Policy Brief Highlight: “Measuring Transformative WASH: A New Paradigm for Designing, Monitoring, and Evaluating Water, Sanitation, and Hygiene Interventions”

Justin Stoler (Associate Professor of Geography and Sustainable Development and Public Health Sciences, University of Miami), Danice Brown Guzmán (Associate Director of the Pulte Institute’s Evidence and Learning Division, University of Notre Dame), Ellis Adams (Assistant Professor of Geography and Environmental Policy at the Keough School of Global Affairs, University of Notre Dame) (L-R)

This month HWISE is highlighting a recently published policy brief, Measuring Transformative WASH: A New Paradigm for Designing, Monitoring, and Evaluating Water, Sanitation, and Hygiene Interventions’ through the Pulte Institute of Global Development at the University of Notre Dame. Project lead Justin Stoler explains, “I was honored to collaborate with Danice Brown Guzmán and Ellis Adams this year as a Policy and Practice Visiting Associate with the Pulte Institute for Global Development at the University of Notre Dame. This project highlighted the broad connections between water security, human health, and well-being beyond microbiological water quality. We look forward to new conversations about how we measure and communicate the impact of WASH interventions in international development and global health practice.”

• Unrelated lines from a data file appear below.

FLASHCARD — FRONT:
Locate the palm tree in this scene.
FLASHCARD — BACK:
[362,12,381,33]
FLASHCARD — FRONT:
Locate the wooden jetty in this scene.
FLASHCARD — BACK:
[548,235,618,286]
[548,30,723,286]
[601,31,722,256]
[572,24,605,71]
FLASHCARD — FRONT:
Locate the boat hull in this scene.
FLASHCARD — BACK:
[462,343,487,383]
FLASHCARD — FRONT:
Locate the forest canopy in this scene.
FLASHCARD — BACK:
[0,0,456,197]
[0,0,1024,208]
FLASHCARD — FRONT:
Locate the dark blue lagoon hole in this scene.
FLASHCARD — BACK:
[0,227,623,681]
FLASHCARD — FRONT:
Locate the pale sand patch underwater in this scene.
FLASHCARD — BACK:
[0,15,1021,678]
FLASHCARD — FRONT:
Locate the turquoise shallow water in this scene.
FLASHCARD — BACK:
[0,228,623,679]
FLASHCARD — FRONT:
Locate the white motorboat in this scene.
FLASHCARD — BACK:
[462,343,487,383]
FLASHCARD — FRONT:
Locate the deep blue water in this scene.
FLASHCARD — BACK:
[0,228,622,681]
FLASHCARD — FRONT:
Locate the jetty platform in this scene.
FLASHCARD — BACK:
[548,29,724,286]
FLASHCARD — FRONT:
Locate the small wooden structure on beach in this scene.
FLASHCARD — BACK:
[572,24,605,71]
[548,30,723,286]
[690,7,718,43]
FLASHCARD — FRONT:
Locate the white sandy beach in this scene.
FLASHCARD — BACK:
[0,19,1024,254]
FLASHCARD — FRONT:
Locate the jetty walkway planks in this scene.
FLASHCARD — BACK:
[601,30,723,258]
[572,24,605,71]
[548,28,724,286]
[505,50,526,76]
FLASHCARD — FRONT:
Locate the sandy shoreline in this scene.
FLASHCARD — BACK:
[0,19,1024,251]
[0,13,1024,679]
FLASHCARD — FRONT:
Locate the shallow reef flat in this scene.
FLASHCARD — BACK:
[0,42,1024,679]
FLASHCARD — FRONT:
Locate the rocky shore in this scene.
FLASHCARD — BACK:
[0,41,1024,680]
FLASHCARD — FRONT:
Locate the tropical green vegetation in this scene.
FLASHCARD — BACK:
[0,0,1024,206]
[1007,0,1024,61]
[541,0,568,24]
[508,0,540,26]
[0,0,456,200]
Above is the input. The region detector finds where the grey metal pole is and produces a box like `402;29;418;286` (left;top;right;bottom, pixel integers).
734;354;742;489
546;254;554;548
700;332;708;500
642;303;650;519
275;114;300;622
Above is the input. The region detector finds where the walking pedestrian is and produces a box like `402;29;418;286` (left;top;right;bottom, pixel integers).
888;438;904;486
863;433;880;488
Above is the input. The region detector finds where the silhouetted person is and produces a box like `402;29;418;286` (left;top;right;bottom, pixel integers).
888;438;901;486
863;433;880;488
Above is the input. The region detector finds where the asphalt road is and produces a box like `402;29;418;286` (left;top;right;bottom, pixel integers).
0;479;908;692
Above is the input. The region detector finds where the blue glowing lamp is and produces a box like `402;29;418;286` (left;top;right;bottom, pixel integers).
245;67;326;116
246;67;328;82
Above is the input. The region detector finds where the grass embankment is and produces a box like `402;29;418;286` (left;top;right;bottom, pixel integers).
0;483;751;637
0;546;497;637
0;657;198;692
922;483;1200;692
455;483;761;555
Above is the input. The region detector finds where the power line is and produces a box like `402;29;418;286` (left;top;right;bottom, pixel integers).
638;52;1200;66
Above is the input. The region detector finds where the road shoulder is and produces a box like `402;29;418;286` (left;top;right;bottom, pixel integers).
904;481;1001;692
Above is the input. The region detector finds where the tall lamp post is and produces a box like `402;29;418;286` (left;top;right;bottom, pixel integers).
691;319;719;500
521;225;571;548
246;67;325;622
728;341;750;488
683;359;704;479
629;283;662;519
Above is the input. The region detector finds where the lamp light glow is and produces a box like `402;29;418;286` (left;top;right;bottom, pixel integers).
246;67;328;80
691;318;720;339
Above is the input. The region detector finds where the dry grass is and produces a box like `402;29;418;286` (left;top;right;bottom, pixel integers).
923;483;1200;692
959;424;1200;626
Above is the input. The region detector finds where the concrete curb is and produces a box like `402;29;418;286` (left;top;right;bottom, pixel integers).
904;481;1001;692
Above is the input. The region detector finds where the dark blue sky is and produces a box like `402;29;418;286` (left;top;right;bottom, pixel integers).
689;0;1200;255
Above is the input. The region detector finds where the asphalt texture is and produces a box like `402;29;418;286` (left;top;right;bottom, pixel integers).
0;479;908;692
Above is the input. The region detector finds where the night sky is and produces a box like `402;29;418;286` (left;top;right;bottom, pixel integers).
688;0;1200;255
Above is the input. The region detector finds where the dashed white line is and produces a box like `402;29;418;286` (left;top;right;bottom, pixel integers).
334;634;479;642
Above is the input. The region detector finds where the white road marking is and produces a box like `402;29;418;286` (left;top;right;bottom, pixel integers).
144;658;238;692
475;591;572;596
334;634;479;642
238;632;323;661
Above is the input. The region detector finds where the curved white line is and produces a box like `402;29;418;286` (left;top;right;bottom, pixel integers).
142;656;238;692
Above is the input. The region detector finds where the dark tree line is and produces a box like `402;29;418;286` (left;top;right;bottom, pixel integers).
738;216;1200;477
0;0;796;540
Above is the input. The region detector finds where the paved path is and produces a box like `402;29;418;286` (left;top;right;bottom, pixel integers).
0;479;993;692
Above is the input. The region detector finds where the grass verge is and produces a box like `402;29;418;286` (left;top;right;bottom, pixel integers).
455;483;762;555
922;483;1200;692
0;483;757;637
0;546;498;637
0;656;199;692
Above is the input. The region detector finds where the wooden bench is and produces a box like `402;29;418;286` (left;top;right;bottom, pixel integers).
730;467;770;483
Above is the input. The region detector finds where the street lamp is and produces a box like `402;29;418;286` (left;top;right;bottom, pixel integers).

Here is the abstract of the policy brief:
Many water, sanitation, and hygiene (WASH) interventions have traditionally implemented monitoring and evaluation plans that use a narrow set of WASH indicators that reflect a 20th-century prioritization of microbiological water quality as the most important proxy for WASH intervention success. Even when water is microbiologically safe, there are often substantial structural, behavioral, and institutional barriers to access. Measures of WASH intervention success should incorporate these impacts to reinforce the value of WASH projects more completely. This policy brief summarizes factors that perpetuate the status quo in WASH program assessment and outlines a new paradigm for designing, monitoring, and evaluating WASH interventions.